En nuestro centro Bosc de Teràpies con una experiencia de  más de cinco años, impartiendo cursos y trabajando como Educadores de Masaje Infantil reconocidos por IAIM, hemos tenido el placer de conocer a muchas familias.

El poder comprobar la satisfacción que expresan muchos padres/madres tras haber realizado el curso/taller. Ha sido y sigue siendo muy gratificante, para nosotros.

Testimonios de madres que hablaban del enorme impacto que tenía un bebé en sus vidas. A veces, abrumador por estar tan atadas a satisfacer las necesidades de su bebé, minuto a minuto. Y como reconocían que, el masaje les había facilitado el proceso de adaptación a la maternidad.

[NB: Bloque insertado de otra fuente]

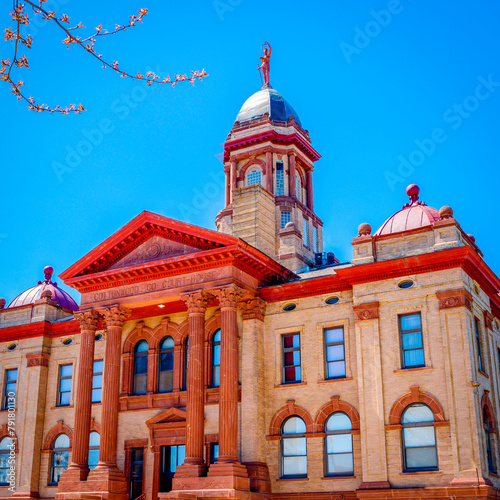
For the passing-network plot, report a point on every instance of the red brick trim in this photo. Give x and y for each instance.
(487, 407)
(454, 298)
(37, 359)
(336, 405)
(4, 432)
(60, 428)
(415, 396)
(363, 312)
(290, 409)
(251, 163)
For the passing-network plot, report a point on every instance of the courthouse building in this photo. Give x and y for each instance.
(246, 362)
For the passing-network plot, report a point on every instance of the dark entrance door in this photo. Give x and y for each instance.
(171, 457)
(136, 471)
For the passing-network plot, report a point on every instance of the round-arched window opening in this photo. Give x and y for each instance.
(406, 284)
(331, 300)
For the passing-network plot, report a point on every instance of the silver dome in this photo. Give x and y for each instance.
(267, 100)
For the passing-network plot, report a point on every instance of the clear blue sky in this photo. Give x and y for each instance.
(365, 98)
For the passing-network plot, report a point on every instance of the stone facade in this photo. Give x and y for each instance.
(230, 303)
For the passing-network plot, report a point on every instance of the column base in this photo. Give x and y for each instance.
(187, 470)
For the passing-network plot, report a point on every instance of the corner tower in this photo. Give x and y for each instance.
(269, 164)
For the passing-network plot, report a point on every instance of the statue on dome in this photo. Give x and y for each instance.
(266, 65)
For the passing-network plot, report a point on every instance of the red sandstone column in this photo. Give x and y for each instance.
(228, 463)
(269, 174)
(228, 185)
(291, 176)
(310, 203)
(234, 180)
(194, 465)
(79, 468)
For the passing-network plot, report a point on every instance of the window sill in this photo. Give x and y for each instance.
(422, 472)
(341, 379)
(294, 384)
(341, 478)
(411, 369)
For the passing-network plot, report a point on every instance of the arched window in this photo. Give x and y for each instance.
(166, 368)
(338, 445)
(293, 448)
(59, 459)
(419, 439)
(489, 449)
(6, 446)
(94, 442)
(298, 187)
(141, 368)
(254, 177)
(216, 359)
(186, 360)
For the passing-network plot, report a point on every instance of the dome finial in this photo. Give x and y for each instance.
(48, 271)
(265, 56)
(413, 191)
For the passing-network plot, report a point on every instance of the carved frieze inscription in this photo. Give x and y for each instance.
(156, 248)
(148, 287)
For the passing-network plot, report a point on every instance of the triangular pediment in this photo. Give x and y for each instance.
(167, 416)
(156, 248)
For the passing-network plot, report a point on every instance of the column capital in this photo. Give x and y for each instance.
(230, 295)
(254, 308)
(87, 319)
(197, 302)
(115, 315)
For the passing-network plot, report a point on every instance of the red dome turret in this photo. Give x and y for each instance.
(413, 215)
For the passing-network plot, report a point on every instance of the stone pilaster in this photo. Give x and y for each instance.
(78, 469)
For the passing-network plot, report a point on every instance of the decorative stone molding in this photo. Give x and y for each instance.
(254, 308)
(488, 320)
(363, 312)
(454, 298)
(335, 405)
(115, 315)
(88, 319)
(287, 411)
(198, 301)
(229, 296)
(37, 359)
(415, 396)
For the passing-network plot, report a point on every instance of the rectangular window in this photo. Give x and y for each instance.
(64, 392)
(412, 347)
(136, 472)
(10, 386)
(291, 358)
(280, 179)
(305, 232)
(334, 353)
(286, 217)
(480, 362)
(97, 381)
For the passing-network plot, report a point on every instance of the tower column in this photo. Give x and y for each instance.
(269, 172)
(106, 476)
(79, 468)
(310, 202)
(291, 176)
(228, 464)
(194, 464)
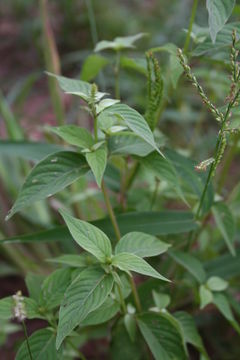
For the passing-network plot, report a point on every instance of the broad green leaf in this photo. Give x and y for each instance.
(54, 287)
(85, 294)
(77, 87)
(97, 160)
(223, 306)
(223, 40)
(164, 170)
(92, 66)
(102, 314)
(82, 260)
(50, 176)
(226, 224)
(162, 337)
(190, 263)
(126, 142)
(134, 121)
(89, 237)
(189, 330)
(141, 244)
(161, 300)
(74, 135)
(218, 11)
(215, 283)
(206, 296)
(119, 43)
(154, 223)
(130, 262)
(6, 308)
(42, 346)
(34, 151)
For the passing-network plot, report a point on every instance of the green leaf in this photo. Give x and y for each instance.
(162, 337)
(219, 11)
(130, 262)
(34, 283)
(161, 300)
(126, 142)
(190, 263)
(50, 176)
(136, 64)
(77, 87)
(154, 223)
(42, 346)
(102, 314)
(92, 66)
(189, 330)
(34, 151)
(223, 306)
(82, 260)
(122, 348)
(141, 244)
(224, 266)
(74, 135)
(206, 296)
(164, 170)
(54, 287)
(134, 121)
(97, 160)
(119, 43)
(215, 283)
(225, 222)
(89, 237)
(6, 308)
(85, 294)
(223, 40)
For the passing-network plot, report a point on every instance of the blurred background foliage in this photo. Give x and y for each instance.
(59, 36)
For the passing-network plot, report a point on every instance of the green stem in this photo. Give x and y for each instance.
(92, 21)
(193, 15)
(135, 294)
(74, 347)
(111, 212)
(27, 341)
(117, 75)
(227, 163)
(118, 236)
(122, 301)
(218, 145)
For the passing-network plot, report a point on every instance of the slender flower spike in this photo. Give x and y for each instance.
(19, 308)
(211, 107)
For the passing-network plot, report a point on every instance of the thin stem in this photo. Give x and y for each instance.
(135, 294)
(118, 236)
(111, 212)
(227, 163)
(193, 15)
(218, 145)
(122, 301)
(117, 75)
(27, 341)
(92, 21)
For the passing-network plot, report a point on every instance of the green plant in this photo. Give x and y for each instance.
(93, 292)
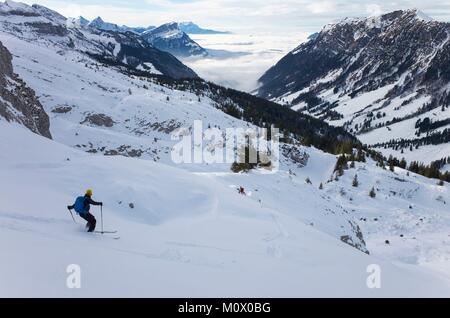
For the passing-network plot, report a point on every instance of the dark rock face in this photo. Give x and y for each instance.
(366, 54)
(18, 102)
(115, 46)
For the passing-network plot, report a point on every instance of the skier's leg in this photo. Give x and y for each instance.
(86, 218)
(92, 222)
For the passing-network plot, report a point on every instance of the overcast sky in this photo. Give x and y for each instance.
(236, 15)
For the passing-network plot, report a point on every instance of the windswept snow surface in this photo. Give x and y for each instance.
(188, 235)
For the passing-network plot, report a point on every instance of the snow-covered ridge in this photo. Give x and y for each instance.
(50, 29)
(392, 72)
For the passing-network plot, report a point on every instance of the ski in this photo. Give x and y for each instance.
(106, 232)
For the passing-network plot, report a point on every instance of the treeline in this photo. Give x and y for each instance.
(258, 111)
(411, 144)
(433, 170)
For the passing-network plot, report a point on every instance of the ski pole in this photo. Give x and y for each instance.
(101, 213)
(72, 216)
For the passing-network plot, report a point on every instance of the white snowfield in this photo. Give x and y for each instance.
(184, 230)
(188, 235)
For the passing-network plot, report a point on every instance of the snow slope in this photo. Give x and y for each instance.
(189, 235)
(376, 77)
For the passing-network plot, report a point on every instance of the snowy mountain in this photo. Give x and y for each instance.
(102, 25)
(302, 231)
(52, 30)
(80, 22)
(192, 28)
(385, 79)
(170, 38)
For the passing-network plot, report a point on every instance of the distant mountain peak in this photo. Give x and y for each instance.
(192, 28)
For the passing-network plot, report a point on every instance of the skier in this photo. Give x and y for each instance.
(82, 206)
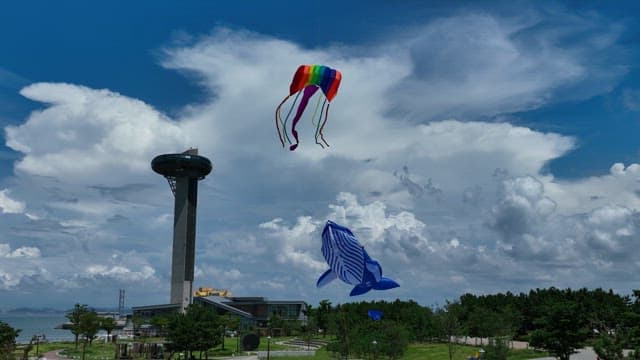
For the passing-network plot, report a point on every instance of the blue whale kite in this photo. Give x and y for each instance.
(349, 262)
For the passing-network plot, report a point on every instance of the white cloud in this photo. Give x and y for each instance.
(8, 205)
(445, 205)
(21, 252)
(93, 136)
(119, 273)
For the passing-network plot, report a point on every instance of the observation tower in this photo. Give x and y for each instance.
(183, 171)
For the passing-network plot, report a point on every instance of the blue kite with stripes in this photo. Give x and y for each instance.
(349, 262)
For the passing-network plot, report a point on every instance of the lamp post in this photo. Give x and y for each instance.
(374, 343)
(268, 346)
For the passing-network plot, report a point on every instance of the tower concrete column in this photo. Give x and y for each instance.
(183, 171)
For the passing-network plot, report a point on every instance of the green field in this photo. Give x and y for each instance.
(101, 351)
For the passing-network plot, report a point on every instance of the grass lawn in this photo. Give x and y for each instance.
(100, 351)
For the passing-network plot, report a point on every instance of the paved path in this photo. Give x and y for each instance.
(53, 355)
(583, 354)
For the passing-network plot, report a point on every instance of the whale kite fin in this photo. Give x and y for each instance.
(375, 268)
(385, 284)
(326, 278)
(360, 289)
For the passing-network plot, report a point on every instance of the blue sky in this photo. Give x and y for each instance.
(475, 146)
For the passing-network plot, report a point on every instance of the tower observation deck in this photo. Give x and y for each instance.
(183, 171)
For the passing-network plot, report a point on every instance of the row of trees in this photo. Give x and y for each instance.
(559, 321)
(85, 324)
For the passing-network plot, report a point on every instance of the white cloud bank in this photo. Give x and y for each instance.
(447, 202)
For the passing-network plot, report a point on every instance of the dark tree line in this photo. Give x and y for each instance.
(557, 320)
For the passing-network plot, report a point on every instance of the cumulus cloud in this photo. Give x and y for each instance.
(482, 65)
(118, 273)
(93, 136)
(9, 205)
(631, 99)
(446, 202)
(21, 252)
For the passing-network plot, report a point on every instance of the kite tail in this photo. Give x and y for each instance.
(279, 121)
(308, 93)
(320, 123)
(326, 116)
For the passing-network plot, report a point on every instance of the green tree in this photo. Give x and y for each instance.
(194, 330)
(74, 317)
(161, 323)
(8, 337)
(107, 324)
(450, 326)
(89, 326)
(496, 349)
(608, 347)
(561, 330)
(322, 316)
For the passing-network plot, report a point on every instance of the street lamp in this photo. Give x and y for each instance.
(268, 346)
(374, 343)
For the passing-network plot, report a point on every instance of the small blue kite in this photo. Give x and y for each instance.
(375, 315)
(349, 262)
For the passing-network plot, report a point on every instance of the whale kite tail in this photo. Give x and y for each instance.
(383, 284)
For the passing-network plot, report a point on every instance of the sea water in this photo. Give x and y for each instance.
(38, 324)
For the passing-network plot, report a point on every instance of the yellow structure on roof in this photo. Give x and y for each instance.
(207, 291)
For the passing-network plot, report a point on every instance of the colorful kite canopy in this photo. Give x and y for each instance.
(349, 262)
(306, 81)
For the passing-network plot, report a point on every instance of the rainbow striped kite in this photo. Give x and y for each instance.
(306, 81)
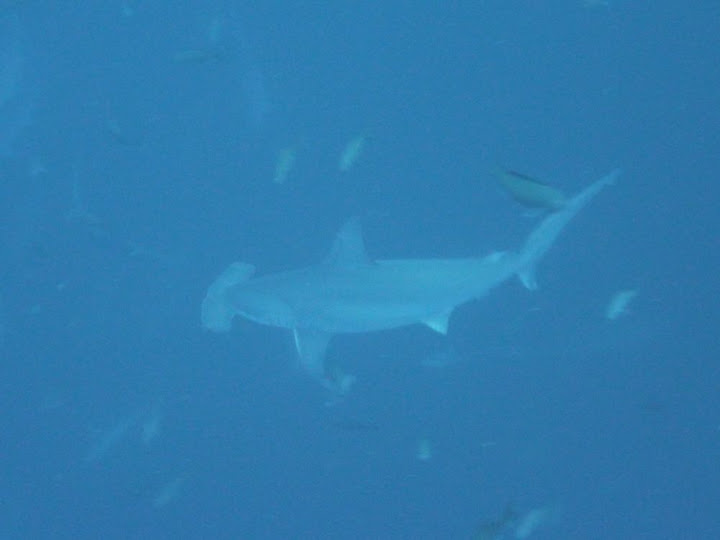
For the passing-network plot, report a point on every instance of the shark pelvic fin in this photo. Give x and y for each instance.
(311, 346)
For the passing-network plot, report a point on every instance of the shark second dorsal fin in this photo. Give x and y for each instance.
(439, 323)
(348, 248)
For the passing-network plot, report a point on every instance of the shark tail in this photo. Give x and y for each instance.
(544, 235)
(216, 313)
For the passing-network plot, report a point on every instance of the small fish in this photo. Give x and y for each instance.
(424, 451)
(618, 304)
(351, 153)
(199, 56)
(284, 164)
(531, 192)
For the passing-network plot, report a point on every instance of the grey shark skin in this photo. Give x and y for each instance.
(348, 292)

Comentaban, al principio, que era tan difícil entender lo que necesitaba su bebé: “no puede tener hambre, por lo que debe tener sueño”. Así que, intentaban dormirlo, “no tiene sueño, he de cambiar el pañal” … Describieron cómo, con el tiempo, desarrollaron la capacidad de saber qué necesidad tenía y cuándo su bebé está bien o no.

Uno de los padres lo resumió así: “la práctica del masaje, me permite estar cerca de mi bebé, conocerle con mayor detalle y mejorar su capacidad de respuesta.

Recuerdo la respuesta de un papá, al preguntarle: ¿qué es lo que más te gusta de tu bebé cuándo le haces masaje?… Su respuesta fue: “descubres cosas nuevas en ellos, la primera vez que le hice este “masaje” pensé, ¡eh, ella tiene mis dedos en los pies! . No me había molestado en mirarle los pies y simplemente estaban ahí”.

Muchas madres mencionaron varias veces los beneficios del masaje sobre el bienestar físico de sus bebés. Decían que el masaje les había ayudado a solucionar problemas específicos que tenía su bebé, como por ejemplo: cólicos y falta de sueño.

Un padre comentó: “masajear a su bebé le ayudó a calmarlo cuando estaba estresado”.

Algunos decían sentirse más confiados en su papel de padres. Que era una oportunidad para realizar una actividad específica, creando una interacción útil y satisfactoria con su hijo.

Así, fue resumido por uno de los padres: “el curso ha sido genial porque siento que nos estamos comunicando de muchas más formas”.

Una madre describió el masaje como el único tiempo que pasaba con su hija mientras estaba despierta porque durante otros períodos de vigilia estaba ocupada con las tareas del hogar o cocinando. Con la práctica del masaje se sentía más relajada y aumentaba su autoestima.

Para resumir la opinión general de la mayoría de los padres/madres sobre el masaje infantil, una madre escribió: “Me siento mucho más segura de interactuar y comprender a mi bebé. Siento que el masaje ha contribuido enormemente a desarrollar el vínculo entre nosotros.

¡Es maravilloso poder hacer sonreír a mi bebé con solo tocarlo!

El Masaje Infantil método J.Gor que impartimos en Bosc de Teràpies, nos confirma su eficacia.